As for the ludicrous parts of the series, they are very ludicrous and occasionally they can be every bit as hilarious as the earlier entries in the franchise. They are a different type of humor, however. The movies primarily worked through absurd situations to make their jokes, but here it tends to be straight-out slapstick, far more akin to watching a Looney Tunes episode. This isn’t a bad thing, but it can certainly disappoint viewers expecting or preferring A-ko’s usual brand of humor. In some ways, this actually helps it, though. Because it is only specific jokes that are humorous, it doesn’t take much away from the dramatic aspects of the series.
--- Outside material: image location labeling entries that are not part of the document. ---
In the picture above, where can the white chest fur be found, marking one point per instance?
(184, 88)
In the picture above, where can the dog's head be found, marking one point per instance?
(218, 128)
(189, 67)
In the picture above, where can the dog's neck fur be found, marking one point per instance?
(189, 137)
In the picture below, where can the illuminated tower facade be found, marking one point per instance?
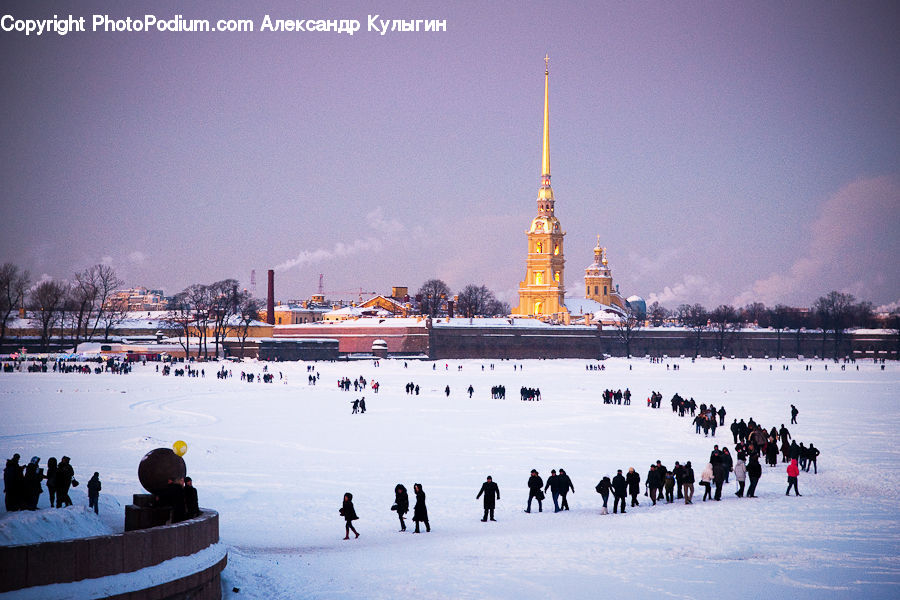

The animation is probably the weakest part. The A-ko sequels were never as well animated as the original film, but they were still pretty solid. A-ko: Versus is a further step down from that. It’s still completely watchable, but there is a noticeable lack of smoothness that is disappointing after watching the other films. This is mostly true of the action scenes. The A-ko films always took care to make the action scenes look good. And since the action in Versus is very integral to the series, it is rather disappointing to see it watered down with lackluster animation. But even with that caveat, the fight scenes are usually the most enjoyable part of the series. They have the best of the show’s humor, and they can be quite entertaining.
After all these years I’ve finally come to terms with this series, and I actually had a good time watching it. As with A-ko 4: Final, I have to wonder what it would be like if the Versus series had continued on. I certainly think it had the potential, and a lot of the changes it made would have worked well for a longer running series. It’s not quite as good as the films (aside from Cinderella Rhapsody), but it is a series that I can comfortably say is fun to watch. And if it had kickstarted a new era of Project A-ko shenanigans, I would be happy to go for the ride.